D:\***\src\testbed_nerf.cu(1512): here
D:\***\include\neural-graphics-primitives/common_device.cuh(128): error : no instance of overloaded function "atomicAdd" matches the argument list [D:***\build\ngp.vcxproj]
argument types are: (__half2 *, {...})
detected during instantiation of "void ngp::deposit_image_gradient(const Eigen::Matrix<float, N_DIMS, 1, <expression>, N_DIMS, 1> &, T *, T *, const Eigen::Vector2i &, const
Eigen::Vector2f &) [with N_DIMS=2U, T=float]"
D:\***\src\testbed_nerf.cu(1512): here
Maybe it's a wrong dependency problem, instead of the hardware not supporting it: Win10 Cuda compilation tools, release 11.6, V11.6.55 Build cuda_11.6.r11.6/compiler.30794723_0 cmake version 3.23.0-rc1 Python 3.8.10
Running following command still gives me the same error:
./build/testbed.exe --scene data/nerf/fox --width 10 --height 10
But reducing the amount of photo's to 20, makes it possible to run it.
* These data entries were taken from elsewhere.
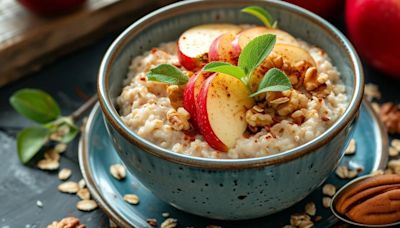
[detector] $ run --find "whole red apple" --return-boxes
[285,0,344,18]
[18,0,86,16]
[346,0,400,77]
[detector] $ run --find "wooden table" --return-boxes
[0,7,400,228]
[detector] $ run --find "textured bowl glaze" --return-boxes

I just got the same error, running on a GTX 1080. The fox does work for me, but when I try to run a dataset I prepared myself it gives this error. That was a very large dataset though, so I just tried shrinking it down and it still gives the same error. (smaller than the fox in MB's at this point.)
edit: I forgot to add, that adding --width 10 --height 10
also does nothing for me.
I'm also getting the same error regarding atomicAdd (Running on a GTX 1080 TI)
What are the VRAM requirements for the provided examples after all?
The VRAM requirements vary with architecture with older GPUs unfortunately requiring more RAM due to needing fp32 for efficiency and not being able to run fully fused neural networks.
In general, it seems that 8 GB are enough to run fox
in all cases -- so only a little push would be needed to make it fit into OP's 6 GB card.
Hi,
Thanks for sharing this great work. I'm trying to run the samples on smaller gpu: GTX1060 6Gb. The "Einstein" examples runs fine, but when I run the fox example I get:
Is it still possible to run this example with some modified parameters for gpu's with lower memory, or should I give up?
Small note: atomicAdd(__half2) is also not supported on my architecture (=61). I needed to disable it in "common_device.cuh".